HAPCHEON, COREE DU SUD : Victime du bombardement de Hiroshima à l'âge de cinq ans, la Coréenne Bae Kyung-mi a vécu dans le secret une grande partie de sa vie : à ses stigmates physiques s'est ajoutée une stigmatisation sociale telle qu'elle a caché son statut de survivante à ses proches.

Le 6 août 1945, alors qu'elle jouait chez elle, elle se rappelle avoir entendu des avions au-dessus de sa tête. Quelques minutes plus tard, elle s'est retrouvée ensevelie sous les décombres.

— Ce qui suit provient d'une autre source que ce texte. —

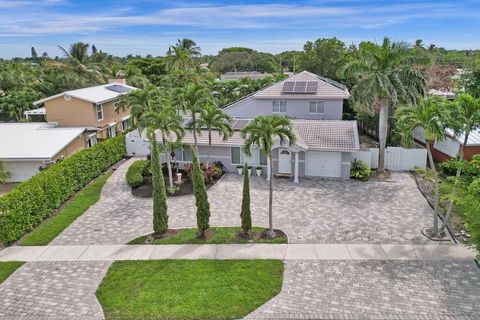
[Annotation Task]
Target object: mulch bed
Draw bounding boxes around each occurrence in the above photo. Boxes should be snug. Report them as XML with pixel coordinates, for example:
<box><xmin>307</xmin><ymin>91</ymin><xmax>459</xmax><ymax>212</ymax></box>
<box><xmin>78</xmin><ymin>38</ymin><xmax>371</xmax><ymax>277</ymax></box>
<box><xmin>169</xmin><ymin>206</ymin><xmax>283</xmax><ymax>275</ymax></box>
<box><xmin>132</xmin><ymin>170</ymin><xmax>221</xmax><ymax>198</ymax></box>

« J'ai dit à ma mère en japonais : “Maman, il y a des avions !” Il y a des avions ! » raconte la désormais octogénaire à l'AFP.

Son oncle et sa tante n'ont pas survécu à l'effondrement de leur immeuble.

« Je n'ai jamais dit à mon mari que j'étais à Hiroshima et que j'avais été victime du bombardement », confie Mme Bae.

« À l'époque, les gens disaient souvent que vous aviez épousé la mauvaise personne si elle avait survécu à un bombardement atomique. »

Ses deux fils n'ont appris qu'elle avait été à Hiroshima que lorsqu'elle s'est inscrite dans un centre pour les victimes, dans sa ville de Hapcheon, en Corée du Sud.

Les radiations dont elle a été victime l'ont obligée à subir une ablation des ovaires et d'un sein, en raison du risque élevé de cancer.

Quelque 740 000 personnes ont été tuées ou blessées lors des bombardements d'Hiroshima et de Nagasaki.

Selon les données disponibles, plus de 10 % des victimes étaient coréennes. 

- Discrimination -

Kim Hwa-ja avait quatre ans le 6 août 1945. Elle se souvient avoir été contrainte de fuir Hiroshima dans une charrette tirée par des chevaux.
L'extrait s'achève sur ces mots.